Previous studies and many women in the CWIM group reported that even if you can find the time and space to pump, there is no adequate place to store your milk. Some even stored their milk in fridges where drugs and vaccines are kept. Milk was also stored in shared fridges where others kept their lunches. Some women reported collegial jokes about this, while others experienced verbal abuse.
Medicine, previously a male-dominated profession, has not responded as it should to a gender shift. As of 2018, women accounted for 41 per cent of licensed physicians in Canada. And the wave of women is reflected in this statistic: 54 per cent of physicians under age 45 are women.
Women in medicine start their careers during their peak reproductive years. Despite legal protection in some workplaces around the world, female physicians are less likely to meet their breastfeeding duration goals compared to women in other professions. For one, hospitals are busy places with little down time, and male hospital directors didn’t think to make space for their mom colleagues.
Sara Ahronheim, an attending emergency physician at the Jewish General Hospital in Montreal, went back to work four months postpartum. There was no designated place for her to pump, but if there was, she “would not have felt comfortable leaving (her) unit for that long.” And so she would regularly pump while doing rounds and reviewing cases with residents.
Erica Dance, an emergency physician in Edmonton, recalls that back in the day they would just make do, find a bathroom, call room or a sympathetic staff’s office to pump. There was a low expectation of someone setting up a lactation room. When Dance took over the resident wellness committee, she began noticing that female physicians returning to work were calling her asking “do we have a space to pump?”
In 2017, the realization that it was no longer appropriate “to just make do” set in and was replaced with “why aren’t we doing something about this?”

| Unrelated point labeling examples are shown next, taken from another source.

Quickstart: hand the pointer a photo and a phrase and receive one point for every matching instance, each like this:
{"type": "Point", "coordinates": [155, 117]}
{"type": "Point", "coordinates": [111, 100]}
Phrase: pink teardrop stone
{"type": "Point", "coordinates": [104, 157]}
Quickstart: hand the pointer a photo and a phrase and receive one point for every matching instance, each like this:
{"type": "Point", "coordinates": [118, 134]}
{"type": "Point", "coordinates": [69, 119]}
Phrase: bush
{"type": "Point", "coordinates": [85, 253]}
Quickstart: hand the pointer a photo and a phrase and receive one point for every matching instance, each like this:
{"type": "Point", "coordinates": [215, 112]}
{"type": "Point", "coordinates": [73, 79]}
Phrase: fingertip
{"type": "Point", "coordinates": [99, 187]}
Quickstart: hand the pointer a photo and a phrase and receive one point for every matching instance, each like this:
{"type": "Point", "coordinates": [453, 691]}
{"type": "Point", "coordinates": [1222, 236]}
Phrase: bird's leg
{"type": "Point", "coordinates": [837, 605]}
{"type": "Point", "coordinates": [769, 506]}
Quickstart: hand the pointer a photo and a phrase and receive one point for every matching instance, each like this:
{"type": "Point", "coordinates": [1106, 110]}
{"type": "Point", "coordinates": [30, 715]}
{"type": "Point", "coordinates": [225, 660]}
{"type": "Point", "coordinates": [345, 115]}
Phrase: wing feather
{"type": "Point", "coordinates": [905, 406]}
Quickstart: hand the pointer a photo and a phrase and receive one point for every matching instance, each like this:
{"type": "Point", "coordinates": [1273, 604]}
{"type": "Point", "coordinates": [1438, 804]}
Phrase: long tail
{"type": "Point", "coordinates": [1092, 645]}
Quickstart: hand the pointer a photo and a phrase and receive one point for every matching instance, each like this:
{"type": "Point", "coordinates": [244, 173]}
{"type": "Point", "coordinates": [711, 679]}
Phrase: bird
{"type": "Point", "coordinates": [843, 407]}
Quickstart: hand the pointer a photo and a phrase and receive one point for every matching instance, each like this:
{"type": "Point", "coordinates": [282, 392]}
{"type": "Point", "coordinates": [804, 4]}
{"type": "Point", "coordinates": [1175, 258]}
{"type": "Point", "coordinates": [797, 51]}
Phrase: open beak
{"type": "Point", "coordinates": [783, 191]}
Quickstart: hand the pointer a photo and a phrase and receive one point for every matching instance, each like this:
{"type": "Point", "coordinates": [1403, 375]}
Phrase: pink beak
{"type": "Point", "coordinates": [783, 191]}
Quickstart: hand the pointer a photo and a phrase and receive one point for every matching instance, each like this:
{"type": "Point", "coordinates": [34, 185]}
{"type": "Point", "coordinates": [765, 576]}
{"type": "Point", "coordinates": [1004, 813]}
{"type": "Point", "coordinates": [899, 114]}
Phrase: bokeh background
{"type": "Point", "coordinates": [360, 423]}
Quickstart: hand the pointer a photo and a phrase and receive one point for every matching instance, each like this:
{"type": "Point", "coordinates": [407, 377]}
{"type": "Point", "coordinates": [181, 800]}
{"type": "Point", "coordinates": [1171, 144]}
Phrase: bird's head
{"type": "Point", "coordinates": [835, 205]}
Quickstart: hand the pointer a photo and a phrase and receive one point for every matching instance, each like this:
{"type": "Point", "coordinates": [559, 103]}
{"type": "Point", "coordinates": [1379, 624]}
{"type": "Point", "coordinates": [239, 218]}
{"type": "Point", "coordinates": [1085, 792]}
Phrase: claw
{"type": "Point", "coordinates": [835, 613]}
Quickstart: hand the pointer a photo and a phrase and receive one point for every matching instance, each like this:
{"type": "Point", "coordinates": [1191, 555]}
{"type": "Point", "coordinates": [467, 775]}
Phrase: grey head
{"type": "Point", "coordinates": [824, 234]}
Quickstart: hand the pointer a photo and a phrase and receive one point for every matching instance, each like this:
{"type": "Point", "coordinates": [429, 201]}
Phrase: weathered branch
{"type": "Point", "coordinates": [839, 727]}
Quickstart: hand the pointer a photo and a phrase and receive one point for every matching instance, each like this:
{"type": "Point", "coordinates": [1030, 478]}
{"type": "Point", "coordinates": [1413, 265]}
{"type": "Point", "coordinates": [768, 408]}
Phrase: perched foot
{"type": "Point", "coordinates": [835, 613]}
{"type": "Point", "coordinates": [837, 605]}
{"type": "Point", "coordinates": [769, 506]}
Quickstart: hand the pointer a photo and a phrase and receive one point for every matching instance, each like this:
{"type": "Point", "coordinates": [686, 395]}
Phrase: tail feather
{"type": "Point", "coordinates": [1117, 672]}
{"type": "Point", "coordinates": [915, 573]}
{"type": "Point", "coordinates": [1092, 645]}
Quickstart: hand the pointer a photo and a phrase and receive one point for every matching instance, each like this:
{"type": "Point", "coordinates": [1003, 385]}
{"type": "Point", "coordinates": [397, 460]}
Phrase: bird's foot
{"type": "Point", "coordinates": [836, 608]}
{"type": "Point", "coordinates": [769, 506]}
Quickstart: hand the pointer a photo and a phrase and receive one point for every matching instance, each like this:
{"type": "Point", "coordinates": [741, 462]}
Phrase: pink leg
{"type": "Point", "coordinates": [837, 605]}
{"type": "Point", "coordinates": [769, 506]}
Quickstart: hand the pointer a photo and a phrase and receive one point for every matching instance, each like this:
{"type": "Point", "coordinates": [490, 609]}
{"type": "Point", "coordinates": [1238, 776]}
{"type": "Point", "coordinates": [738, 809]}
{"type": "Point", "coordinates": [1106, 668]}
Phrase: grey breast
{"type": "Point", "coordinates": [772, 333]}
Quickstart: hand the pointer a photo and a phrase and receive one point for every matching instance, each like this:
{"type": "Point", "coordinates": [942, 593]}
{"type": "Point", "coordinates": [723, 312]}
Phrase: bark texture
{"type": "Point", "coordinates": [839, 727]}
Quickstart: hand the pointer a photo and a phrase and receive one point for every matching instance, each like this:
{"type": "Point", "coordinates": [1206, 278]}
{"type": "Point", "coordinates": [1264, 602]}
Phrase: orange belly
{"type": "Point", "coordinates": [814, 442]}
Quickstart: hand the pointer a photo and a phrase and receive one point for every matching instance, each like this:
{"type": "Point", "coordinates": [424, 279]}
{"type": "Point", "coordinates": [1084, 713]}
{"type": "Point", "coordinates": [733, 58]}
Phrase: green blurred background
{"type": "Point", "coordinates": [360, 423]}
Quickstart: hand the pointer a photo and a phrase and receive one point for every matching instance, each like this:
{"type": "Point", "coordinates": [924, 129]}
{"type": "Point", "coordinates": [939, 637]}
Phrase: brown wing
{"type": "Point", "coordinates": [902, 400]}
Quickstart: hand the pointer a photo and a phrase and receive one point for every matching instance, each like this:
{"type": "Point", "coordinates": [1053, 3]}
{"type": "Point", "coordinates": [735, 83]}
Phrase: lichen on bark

It took two years, many emails, committee meetings and working with a space planner to overcome barriers of space, ownership of space, safety and money, but there are now lactation rooms in all four hospitals in Edmonton. Many people at the table were “surprised it was still an issue and had not been sorted out before,” says Dance. There was “universal acceptance that this was an important issue.”
Dance adds that “there is no question this should be a part of future hospital planning” and that “creative minds could plant these rooms in the right spots.”